Book Review: Running The Edge
Adam Goucher’s authorial debut (with Tim Catalano) is a surprise and a delight.
Adam Goucher’s authorial debut (with Tim Catalano) is a surprise and a delight.
Written by: Matt Fitzgerald
Adam Goucher is known for his exceptional intensity and fierce competitiveness as a runner. These characteristics represent the average running fan’s tweet-size understanding of Goucher’s entire personality. But there’s a lot more to Adam Goucher than can be said in 140 characters. Readers of the 2000 Olympian’s new book, Running The Edge, coauthored with Goucher’s former University of Colorado teammate Tim Catalano, will be exposed to a whole different side of the man.

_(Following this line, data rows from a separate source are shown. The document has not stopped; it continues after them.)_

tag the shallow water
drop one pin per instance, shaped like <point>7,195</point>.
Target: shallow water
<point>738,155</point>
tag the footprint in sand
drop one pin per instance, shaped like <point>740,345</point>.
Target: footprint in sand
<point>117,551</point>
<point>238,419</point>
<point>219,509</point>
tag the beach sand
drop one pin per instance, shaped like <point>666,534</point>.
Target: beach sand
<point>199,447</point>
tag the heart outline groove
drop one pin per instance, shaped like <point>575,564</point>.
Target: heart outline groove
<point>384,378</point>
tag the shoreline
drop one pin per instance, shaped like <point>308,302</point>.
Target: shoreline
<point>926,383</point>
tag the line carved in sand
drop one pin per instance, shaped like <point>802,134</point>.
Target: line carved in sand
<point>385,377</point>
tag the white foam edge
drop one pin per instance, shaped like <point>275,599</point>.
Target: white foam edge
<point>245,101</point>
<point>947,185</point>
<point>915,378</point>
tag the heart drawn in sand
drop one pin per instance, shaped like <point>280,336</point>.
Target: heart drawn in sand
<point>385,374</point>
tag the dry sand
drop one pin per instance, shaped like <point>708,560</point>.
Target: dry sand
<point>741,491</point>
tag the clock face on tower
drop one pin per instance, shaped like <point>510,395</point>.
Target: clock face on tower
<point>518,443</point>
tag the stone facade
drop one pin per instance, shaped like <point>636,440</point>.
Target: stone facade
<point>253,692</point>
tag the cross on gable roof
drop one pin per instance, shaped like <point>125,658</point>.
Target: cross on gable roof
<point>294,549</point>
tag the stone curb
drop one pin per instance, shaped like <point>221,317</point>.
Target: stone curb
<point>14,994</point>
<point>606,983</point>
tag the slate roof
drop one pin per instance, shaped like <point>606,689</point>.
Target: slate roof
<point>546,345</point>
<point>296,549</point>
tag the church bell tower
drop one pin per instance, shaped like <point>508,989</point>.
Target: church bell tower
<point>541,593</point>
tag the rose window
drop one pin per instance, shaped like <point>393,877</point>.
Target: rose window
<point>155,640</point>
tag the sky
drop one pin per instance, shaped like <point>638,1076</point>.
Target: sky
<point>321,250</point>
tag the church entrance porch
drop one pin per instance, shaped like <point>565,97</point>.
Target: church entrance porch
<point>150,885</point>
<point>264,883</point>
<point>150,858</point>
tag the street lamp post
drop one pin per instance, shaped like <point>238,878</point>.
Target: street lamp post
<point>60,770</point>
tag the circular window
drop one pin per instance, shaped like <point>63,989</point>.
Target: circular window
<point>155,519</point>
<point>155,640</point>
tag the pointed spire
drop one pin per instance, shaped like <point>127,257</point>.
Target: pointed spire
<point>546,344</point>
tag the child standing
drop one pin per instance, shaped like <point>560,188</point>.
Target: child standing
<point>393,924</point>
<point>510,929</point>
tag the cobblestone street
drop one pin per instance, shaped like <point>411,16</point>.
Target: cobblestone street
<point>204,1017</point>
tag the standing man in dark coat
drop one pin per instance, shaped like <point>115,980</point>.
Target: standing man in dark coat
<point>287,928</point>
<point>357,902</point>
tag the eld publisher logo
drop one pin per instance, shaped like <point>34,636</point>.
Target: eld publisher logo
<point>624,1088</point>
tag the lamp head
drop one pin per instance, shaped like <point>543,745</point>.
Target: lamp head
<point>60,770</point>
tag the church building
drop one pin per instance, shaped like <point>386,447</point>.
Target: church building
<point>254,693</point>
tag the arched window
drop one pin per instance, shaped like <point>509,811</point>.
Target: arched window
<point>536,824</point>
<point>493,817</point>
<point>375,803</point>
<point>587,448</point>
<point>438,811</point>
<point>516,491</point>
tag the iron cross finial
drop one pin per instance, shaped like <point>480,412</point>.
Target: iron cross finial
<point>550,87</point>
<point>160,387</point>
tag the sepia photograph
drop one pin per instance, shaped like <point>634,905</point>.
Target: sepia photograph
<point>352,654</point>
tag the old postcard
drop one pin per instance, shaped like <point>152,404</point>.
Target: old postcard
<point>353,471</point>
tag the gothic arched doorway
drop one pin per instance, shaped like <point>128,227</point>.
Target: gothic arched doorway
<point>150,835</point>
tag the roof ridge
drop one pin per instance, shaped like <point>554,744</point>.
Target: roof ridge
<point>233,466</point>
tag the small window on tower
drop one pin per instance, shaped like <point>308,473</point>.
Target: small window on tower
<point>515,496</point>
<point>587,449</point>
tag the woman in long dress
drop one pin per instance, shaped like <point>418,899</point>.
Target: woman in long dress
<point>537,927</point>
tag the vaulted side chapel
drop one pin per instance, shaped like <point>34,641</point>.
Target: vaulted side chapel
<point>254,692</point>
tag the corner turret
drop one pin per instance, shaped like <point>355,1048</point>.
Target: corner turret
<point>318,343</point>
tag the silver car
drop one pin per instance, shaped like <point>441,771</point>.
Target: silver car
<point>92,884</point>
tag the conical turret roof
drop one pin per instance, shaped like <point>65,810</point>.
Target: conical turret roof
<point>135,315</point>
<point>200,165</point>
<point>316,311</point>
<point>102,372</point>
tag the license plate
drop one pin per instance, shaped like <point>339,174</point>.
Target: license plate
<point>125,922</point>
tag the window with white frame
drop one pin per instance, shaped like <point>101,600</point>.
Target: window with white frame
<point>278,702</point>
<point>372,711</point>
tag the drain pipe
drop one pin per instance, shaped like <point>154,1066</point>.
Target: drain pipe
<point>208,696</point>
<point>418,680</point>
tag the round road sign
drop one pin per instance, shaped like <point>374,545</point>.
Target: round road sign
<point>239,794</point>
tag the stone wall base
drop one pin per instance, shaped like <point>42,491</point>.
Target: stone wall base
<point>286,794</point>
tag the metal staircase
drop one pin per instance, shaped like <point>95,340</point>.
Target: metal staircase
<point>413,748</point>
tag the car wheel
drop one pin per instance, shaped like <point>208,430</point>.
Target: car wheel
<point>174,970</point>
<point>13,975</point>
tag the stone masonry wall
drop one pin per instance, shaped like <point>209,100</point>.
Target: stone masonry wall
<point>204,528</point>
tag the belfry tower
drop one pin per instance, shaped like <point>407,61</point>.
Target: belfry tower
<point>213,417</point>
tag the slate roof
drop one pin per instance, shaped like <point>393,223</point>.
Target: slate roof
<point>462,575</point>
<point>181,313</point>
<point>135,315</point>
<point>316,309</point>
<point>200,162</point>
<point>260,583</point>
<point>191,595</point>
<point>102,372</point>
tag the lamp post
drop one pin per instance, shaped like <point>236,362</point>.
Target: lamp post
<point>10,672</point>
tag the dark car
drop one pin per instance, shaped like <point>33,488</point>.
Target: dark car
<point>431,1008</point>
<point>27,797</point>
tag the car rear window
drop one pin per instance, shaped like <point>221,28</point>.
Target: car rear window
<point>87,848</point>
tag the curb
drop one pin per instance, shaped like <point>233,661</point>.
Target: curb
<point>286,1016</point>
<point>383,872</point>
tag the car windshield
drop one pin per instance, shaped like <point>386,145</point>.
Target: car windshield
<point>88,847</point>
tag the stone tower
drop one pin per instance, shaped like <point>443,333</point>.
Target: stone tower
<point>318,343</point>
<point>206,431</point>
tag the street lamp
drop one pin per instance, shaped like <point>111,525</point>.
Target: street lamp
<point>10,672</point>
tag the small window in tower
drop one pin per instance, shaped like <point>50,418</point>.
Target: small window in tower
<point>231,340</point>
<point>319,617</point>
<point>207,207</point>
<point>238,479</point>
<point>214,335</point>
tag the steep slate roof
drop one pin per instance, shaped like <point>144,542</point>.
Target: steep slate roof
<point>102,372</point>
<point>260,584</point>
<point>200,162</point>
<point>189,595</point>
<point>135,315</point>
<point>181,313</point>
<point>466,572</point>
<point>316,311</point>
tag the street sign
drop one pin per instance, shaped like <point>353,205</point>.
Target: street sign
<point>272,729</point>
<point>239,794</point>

It turns out that Adam Goucher is, in addition to being intense and fierce, also a deeply reflective and introspective person who cares a great deal about his personal development and his effect on other people. He embraces running as much more than a tool for individual achievement and glory, and is a guy who has an earnest desire to help other runners. This is all great for Goucher, but now that he has put his whole self into a book intended to help other runners, it’s even better for us.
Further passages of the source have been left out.